Other nations, such as the U.S. and the EU, are raising housing costs, making it more difficult for middle-class individuals to obtain housing. The issue of affordability is growing. Housing costs are high in major cities, and China’s overabundance in smaller cities causes imbalances.
India’s PropTech adoption is accelerating thanks to platforms for digital transactions, property management, and construction technology. Projects to create “smart cities” integrate technology into the city’s layout. In other Countries that emphasized IoT integration, green buildings, and AI for real estate analysis, the U.S. and the EU are at the forefront of PropTech innovation. Big data and artificial intelligence are widely used in China, although PropTech platforms are less open there.
Challenges to the Indian Real Estate Market in Comparison to other Countries
India’s challenges include regulatory bottlenecks, land acquisition issues, and inadequate infrastructure. The transition to sustainability in the real estate sector is still relatively slow.

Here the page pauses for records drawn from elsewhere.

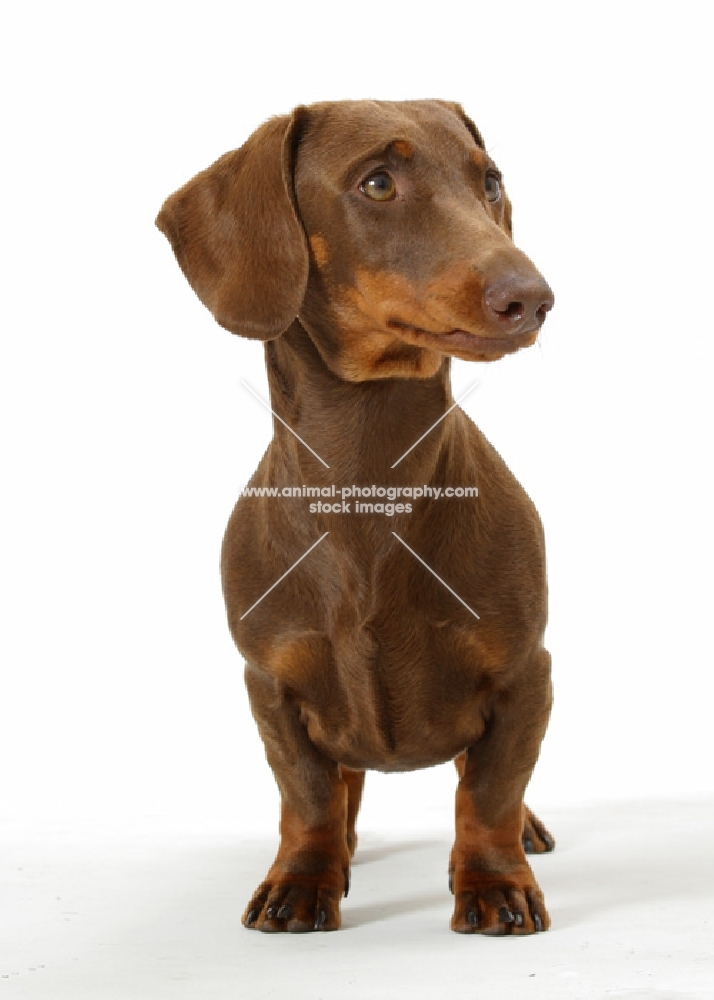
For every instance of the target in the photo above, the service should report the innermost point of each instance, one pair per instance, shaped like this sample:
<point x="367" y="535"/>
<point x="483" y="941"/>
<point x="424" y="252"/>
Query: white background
<point x="127" y="434"/>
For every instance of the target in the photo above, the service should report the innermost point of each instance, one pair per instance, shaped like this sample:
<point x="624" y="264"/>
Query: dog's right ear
<point x="237" y="236"/>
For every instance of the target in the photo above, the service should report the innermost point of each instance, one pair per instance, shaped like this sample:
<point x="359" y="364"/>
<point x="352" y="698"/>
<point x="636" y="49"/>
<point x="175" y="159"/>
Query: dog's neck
<point x="358" y="429"/>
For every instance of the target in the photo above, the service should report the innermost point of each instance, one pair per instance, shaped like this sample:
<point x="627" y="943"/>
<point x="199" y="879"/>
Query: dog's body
<point x="367" y="243"/>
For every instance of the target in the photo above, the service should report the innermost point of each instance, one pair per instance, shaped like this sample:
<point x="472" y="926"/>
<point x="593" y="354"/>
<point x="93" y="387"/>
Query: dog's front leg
<point x="494" y="887"/>
<point x="305" y="883"/>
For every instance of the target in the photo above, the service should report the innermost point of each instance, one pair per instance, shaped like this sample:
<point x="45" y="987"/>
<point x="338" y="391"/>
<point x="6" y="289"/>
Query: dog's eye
<point x="379" y="186"/>
<point x="493" y="187"/>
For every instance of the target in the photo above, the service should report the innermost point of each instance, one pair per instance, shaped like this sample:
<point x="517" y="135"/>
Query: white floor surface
<point x="147" y="915"/>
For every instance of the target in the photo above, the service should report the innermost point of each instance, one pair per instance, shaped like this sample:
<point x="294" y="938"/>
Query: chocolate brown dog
<point x="368" y="243"/>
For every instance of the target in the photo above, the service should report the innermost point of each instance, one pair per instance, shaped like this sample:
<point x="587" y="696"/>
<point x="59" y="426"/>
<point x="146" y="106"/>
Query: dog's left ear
<point x="237" y="236"/>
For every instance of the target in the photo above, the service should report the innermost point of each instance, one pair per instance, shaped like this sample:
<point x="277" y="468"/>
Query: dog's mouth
<point x="467" y="346"/>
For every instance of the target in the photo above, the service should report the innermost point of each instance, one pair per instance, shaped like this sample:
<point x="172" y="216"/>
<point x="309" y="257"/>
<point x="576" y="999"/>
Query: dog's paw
<point x="536" y="839"/>
<point x="490" y="904"/>
<point x="296" y="904"/>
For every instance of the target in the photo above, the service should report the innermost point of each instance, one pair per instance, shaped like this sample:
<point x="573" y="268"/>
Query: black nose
<point x="517" y="303"/>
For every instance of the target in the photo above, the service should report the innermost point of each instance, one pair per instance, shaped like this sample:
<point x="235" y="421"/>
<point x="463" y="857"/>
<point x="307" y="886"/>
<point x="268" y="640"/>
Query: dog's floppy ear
<point x="237" y="236"/>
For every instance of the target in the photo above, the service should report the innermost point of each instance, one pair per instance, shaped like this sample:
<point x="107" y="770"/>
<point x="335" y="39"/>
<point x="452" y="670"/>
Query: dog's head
<point x="383" y="227"/>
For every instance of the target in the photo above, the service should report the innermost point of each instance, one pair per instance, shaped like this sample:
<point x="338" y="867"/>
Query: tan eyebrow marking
<point x="403" y="148"/>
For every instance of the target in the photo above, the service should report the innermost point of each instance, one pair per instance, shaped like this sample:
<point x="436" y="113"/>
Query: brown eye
<point x="379" y="186"/>
<point x="493" y="187"/>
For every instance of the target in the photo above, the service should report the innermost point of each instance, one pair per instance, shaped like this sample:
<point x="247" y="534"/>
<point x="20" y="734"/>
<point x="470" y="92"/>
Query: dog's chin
<point x="464" y="345"/>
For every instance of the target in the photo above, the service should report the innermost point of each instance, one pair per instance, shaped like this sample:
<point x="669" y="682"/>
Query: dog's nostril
<point x="542" y="310"/>
<point x="514" y="310"/>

Adherence to environmental, social, and governance (ESG) goals is important when comparing countries in focus for developed markets like the U.S. and the EU. China’s indebted developers draw attention to the risks associated with rapid urbanization
In India, returns on investment (ROI) are very promising, particularly in emerging cities like Bengaluru, Hyderabad, and Pune. The expanding e-commerce industries are driving the need for office space and warehouses. Compared to other mature markets like the U.S. and Europe, which offer a consistent return on investment, albeit a lower one due to market saturation, although smaller than India, emerging markets in Southeast Asia and elsewhere offer comparable opportunities.
Conclusion
To summarize, there is plenty of room for expansion, domestic demand, and government support for affordable housing and infrastructure in India. Despite its appealing returns, it lags behind more developed markets like the United States and the European Union regarding transparency, PropTech adoption, and sustainability initiatives. India’s growth trajectory is more balanced than China’s, with fewer systemic risks, significant untapped potential in smaller cities, and new asset classes like co-living and warehousing.